3. The Offset Problem
Similar to findings in other research, PPO learns an “offset” that shifts the model’s behavior without fundamentally altering its internal representations.
Attempted Solution: Regularization-Based Mitigation
We experimented with modifying the PPO objective to actively penalize negative weights:
# Modified reward function
r_modified = r_original - λ₁ * r_KL + λ₂ * Σ(||w - w_original||)
# negative weights
Where:
-
r_original
: Standard PPO reward (positive sentiment) -
λ₁ * r_KL
: KL divergence penalty (standard) -
λ₂ * Σ(||w - w_original||)
: Penalty for preserving negative weights
Challenge: Finding the right balance proved difficult:
- λ₂ too low: Negative weights remain unchanged
- λ₂ too high: Model loses coherent language generation capabilities
Future Directions: Toward More Robust Alignment
Our research suggests several promising directions:
1. Mechanistic-Informed Alignment
- Use interpretability tools to identify and specifically target harmful representations
- Design training objectives that explicitly modify problematic weights
2. Adversarial Robustness Testing
- Systematically test aligned models against mechanistic attacks
- Develop benchmarks for alignment robustness beyond behavioral evaluation
3. Fundamental Architecture Changes
- Explore architectures that make harmful capabilities truly removable
- Investigate whether different training paradigms avoid the “offset” problem
Conclusion: The Road Ahead
Our study of PPO-aligned GPT-2 reveals that current alignment techniques may be more fragile than they appear.

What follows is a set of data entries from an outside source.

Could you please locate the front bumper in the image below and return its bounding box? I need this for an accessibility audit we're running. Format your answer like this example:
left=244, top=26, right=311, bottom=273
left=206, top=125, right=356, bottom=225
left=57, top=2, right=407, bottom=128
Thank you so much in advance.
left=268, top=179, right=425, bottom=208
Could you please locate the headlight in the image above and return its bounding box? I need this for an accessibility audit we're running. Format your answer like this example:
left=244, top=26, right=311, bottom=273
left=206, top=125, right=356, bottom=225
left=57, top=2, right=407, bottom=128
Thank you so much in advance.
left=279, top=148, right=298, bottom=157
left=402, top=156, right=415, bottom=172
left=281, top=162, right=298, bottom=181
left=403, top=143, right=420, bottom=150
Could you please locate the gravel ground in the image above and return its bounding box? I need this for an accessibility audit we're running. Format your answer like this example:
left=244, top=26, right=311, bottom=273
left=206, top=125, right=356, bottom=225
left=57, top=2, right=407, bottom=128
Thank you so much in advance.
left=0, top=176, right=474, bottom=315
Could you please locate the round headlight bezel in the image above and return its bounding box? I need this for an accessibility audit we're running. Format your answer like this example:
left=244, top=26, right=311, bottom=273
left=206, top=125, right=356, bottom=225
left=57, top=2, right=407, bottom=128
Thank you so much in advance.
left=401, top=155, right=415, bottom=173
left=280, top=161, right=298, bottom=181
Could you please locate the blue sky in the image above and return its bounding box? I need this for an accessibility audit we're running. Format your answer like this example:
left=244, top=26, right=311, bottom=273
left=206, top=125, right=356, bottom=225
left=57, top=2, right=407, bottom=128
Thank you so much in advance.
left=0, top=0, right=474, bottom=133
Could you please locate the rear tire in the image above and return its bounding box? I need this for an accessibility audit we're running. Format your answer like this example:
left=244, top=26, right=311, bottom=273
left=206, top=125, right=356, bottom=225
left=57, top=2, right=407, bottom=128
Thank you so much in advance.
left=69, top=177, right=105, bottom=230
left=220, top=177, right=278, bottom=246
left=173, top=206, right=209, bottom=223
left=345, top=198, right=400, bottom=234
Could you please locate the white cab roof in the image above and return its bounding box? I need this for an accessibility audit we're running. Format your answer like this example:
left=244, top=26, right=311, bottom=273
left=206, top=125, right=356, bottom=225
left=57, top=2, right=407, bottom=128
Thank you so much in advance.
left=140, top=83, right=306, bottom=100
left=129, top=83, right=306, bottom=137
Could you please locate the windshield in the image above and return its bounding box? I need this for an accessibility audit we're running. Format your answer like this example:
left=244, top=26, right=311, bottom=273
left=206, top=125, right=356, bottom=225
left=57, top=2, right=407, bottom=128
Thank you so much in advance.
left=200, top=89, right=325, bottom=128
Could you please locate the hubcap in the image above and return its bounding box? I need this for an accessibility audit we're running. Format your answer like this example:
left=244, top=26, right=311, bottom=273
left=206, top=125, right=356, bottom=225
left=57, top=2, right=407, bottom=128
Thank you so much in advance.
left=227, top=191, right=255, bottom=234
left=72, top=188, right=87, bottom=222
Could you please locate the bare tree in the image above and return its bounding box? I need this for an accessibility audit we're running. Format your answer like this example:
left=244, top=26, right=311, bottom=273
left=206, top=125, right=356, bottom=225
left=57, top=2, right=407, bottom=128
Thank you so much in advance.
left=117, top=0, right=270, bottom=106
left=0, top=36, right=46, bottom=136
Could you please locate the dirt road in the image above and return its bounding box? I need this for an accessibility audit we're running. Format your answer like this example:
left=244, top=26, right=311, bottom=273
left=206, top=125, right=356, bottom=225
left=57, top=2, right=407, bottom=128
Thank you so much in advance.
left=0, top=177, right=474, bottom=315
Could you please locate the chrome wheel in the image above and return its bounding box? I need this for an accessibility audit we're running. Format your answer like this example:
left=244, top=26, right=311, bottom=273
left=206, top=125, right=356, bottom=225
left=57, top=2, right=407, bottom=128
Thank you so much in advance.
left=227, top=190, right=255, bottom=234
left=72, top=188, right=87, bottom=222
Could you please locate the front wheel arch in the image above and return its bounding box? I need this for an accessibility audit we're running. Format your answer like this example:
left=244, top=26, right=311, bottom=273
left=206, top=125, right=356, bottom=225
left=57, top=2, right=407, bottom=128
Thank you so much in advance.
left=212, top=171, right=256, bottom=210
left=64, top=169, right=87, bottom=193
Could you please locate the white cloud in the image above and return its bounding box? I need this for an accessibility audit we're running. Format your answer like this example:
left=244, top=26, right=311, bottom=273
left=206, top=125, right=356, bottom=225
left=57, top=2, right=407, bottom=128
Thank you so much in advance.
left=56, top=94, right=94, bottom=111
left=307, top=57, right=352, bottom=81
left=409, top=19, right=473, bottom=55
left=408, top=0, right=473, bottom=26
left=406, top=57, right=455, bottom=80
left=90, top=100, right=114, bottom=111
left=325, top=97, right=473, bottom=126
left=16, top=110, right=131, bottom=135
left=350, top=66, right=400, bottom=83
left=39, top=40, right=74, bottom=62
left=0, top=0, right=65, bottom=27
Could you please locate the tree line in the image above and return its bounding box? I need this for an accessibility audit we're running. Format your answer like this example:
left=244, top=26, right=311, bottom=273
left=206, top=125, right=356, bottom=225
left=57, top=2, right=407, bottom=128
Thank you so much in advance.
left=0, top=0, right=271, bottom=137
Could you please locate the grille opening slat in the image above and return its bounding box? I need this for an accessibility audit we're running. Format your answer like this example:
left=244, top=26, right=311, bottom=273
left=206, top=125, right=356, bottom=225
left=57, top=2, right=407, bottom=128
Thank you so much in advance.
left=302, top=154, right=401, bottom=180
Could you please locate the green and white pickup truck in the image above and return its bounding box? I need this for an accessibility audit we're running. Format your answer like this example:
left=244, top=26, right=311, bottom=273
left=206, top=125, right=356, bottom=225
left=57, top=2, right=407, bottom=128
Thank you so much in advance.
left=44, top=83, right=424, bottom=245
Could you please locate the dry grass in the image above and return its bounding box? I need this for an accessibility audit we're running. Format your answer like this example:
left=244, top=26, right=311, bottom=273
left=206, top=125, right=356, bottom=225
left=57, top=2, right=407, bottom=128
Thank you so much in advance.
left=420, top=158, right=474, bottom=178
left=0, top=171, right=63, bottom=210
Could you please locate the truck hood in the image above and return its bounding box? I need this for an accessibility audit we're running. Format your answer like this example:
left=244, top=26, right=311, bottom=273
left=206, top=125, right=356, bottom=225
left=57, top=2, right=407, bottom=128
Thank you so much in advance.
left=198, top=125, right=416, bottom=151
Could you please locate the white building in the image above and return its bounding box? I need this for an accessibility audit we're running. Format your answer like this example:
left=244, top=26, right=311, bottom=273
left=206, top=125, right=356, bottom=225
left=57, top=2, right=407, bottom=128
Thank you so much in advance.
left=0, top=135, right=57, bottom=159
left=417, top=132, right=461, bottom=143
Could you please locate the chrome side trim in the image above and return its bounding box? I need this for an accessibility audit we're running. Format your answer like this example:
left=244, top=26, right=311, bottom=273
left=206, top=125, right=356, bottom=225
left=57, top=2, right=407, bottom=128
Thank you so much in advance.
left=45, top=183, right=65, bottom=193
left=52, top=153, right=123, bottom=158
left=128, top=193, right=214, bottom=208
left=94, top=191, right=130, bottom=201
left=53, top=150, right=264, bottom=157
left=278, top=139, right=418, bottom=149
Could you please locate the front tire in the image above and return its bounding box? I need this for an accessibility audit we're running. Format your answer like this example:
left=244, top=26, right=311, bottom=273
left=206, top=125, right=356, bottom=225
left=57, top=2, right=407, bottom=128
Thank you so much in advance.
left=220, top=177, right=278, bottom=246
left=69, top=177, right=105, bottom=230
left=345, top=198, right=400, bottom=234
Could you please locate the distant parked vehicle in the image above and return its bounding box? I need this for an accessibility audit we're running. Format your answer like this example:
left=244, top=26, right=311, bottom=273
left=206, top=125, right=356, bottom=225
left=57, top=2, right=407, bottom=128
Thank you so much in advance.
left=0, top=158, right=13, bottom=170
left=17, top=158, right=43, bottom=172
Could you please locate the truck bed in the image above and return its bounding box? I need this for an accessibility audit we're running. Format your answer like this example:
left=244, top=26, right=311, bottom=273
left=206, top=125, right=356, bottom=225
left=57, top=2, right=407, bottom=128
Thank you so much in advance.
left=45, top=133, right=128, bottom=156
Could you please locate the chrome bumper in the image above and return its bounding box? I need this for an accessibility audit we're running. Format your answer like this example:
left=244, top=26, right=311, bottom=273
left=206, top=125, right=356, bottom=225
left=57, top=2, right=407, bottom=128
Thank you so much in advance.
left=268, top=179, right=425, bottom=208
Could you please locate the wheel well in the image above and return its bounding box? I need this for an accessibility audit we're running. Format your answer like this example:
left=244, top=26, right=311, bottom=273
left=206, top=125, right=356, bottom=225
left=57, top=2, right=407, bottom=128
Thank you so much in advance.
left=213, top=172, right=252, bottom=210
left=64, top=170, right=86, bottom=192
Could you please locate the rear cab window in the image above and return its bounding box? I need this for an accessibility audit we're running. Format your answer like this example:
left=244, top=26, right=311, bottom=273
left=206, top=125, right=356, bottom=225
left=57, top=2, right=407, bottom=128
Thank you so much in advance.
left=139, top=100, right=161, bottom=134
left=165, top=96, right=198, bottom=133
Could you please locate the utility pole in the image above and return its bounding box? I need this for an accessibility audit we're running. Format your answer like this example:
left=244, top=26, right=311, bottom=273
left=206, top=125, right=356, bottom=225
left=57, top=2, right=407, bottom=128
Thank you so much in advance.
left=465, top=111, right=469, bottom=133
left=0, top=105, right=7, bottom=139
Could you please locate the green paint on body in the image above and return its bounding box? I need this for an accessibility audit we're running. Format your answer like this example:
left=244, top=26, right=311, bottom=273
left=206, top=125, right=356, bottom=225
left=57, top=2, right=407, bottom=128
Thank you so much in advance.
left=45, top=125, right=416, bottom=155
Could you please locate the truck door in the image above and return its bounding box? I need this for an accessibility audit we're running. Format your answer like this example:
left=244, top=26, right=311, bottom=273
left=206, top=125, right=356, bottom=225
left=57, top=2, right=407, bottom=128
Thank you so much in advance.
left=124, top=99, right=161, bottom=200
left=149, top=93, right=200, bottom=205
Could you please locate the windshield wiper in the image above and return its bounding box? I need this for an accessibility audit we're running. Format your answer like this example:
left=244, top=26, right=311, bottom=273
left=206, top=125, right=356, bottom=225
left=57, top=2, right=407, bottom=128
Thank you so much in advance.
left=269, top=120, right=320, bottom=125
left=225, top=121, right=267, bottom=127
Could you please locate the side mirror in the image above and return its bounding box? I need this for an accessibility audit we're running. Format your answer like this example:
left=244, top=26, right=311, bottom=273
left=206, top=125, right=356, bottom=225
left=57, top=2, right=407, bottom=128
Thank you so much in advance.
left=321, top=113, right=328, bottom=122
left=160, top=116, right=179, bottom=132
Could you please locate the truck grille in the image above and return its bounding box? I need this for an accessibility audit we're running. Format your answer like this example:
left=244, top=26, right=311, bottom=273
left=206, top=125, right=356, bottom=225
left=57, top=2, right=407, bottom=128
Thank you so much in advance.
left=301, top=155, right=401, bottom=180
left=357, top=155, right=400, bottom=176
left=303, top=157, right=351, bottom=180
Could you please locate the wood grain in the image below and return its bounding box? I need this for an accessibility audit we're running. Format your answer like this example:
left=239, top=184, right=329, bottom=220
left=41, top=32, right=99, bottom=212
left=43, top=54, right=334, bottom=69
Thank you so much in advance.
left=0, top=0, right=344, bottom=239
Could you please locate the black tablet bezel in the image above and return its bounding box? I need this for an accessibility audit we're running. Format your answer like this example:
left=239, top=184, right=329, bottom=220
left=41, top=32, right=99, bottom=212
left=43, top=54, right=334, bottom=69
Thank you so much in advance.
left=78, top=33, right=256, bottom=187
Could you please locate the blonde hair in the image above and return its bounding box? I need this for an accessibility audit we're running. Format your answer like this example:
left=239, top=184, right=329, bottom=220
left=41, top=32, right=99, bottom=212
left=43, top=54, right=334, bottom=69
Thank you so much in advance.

While PPO successfully changes surface behavior, it leaves underlying capabilities largely intact—creating potential vulnerabilities that could be exploited by sophisticated adversaries.
This doesn’t mean current alignment research is worthless, but it does suggest we need:
- More robust evaluation methods that go beyond behavioral testing
- Mechanistic understanding of how alignment techniques actually work
- Adversarial red-teaming to identify potential failure modes
- Fundamental advances in alignment techniques that address root causes
As systems become more powerful, understanding these fundamental limitations becomes increasingly critical. The path to truly safe and aligned AI will require not just better training techniques, but a deeper understanding of how these techniques actually change the models we’re trying to align.
The complete codebase and experimental details are available on GitHub. This work was conducted in collaboaration with David Getzen.
Technical Appendix
Mechanistic Interpretability:
- Logit Lens: Project intermediate representations to vocabulary space
- Value Vector Analysis: Identify which neurons promote specific concepts
- Activation Patching: Modify internal activations to test causal effects
Training Configuration:
PPOConfig(
num_rollouts=128,
chunk_size=128,
ppo_epochs=4,
init_kl_coef=0.001,
cliprange=0.2,
gen_kwargs=dict(max_new_tokens=40, top_k=0, top_p=1.0, do_sample=True)
)
Evaluation Metrics:
- Sentiment classification scores (DistilBERT-IMDB)
- Weight cosine similarity analysis
- Activation magnitude tracking
- Token-level negative concept detection
Reproducibility
All experiments were conducted using the trlx
library for RLHF training and transformer_lens
for mechanistic interpretability analysis.
References
Please see the preprint for the full references.